Today we’re announcing that AGESA 1003ABBA carries firmware-level changes designed to do just that. The changes primarily arrive in the form of an “activity filter” that empowers the CPU boost algorithm itself to disregard intermittent OS and application background noise. Example test cases might include: video playback, game launchers, monitoring utilities, and peripheral utilities. These cases tend to make regular requests for a higher boost state, but their intermittent nature would fall below the threshold of the activity filter.
Net-net, we expect you’ll see lower desktop voltages, around 1.2V, for the core(s) actively handling such tasks. We believe this solution will be even more effective than the July changes for an even wider range of applications.
Please keep in mind, however, that this firmware change is not a cap. The processor must still be free to boost if active workload(s) seriously require it, so you should still expect occasions where the processor will explore its designed and tested voltage range of 0.2V to 1.5V.
NEW MONITORING SDK
Also announced today was the new AMD Monitoring SDK (coming September 30) which allows “anyone to build a public monitoring utility that can reliably report a range of key processor metrics in a consistent manner”. The company says that more than 30 API calls will be available in first SDK release, including this list of highlights:
- Current Operating Temperature: Reports the average temperature of the CPU cores over a short sample period.

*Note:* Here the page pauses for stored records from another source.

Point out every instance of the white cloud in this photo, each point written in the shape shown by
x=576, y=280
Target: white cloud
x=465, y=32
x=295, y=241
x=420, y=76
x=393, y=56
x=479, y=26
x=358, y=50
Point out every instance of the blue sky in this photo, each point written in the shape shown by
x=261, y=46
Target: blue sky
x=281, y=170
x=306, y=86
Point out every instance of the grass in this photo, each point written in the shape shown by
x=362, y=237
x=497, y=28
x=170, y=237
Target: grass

By design, this metric filters transient spikes that can skew temperature reporting.
- Peak Core(s) Voltage (PCV): Reports the Voltage Identification (VID) requested by the CPU package of the motherboard voltage regulators. This voltage is set to service the needs of the cores under active load, but isn’t necessarily the final voltage experienced by all of the CPU cores.
- Average Core Voltage (ACV): Reports the average voltages experienced by all processor cores over a short sample period, factoring in active power management, sleep states, Vdroop, and idle time.
- EDC (A), TDC (A), PPT (W): The current and power limits for your motherboard VRMs and processor socket.
- Peak Speed: The maximum frequency of the fastest core during the sample period.
- Effective Frequency: The frequency of the processor cores after factoring in time spent in sleep states (e.g. cc6 core sleep or pc6 package sleep). Example: One processor core is running at 4GHz while awake, but in cc6 core sleep for 50% of the sample period. The effective frequency of this core would be 2GHz. This value can give you a feel for how often the cores are using aggressive power management capabilities that aren’t immediately obvious (e.g. clock or voltage changes).
- Various voltages and clocks, including: SoC voltage, DRAM voltage, fabric clock, memory clock, etc.
The latest version of AMD’s Ryzen Master software (2.0.2.1271, available now) includes the new Average Core Voltage API for 3rd Gen Ryzen Processors.
What to Expect Next
AGESA 1003ABBA has now been released to AMD motherboard partners. Now they will perform additional testing, QA, and implementation work on their hardware.. Final BIOSes based on AGESA 1003ABBA will begin to arrive in approximately three weeks.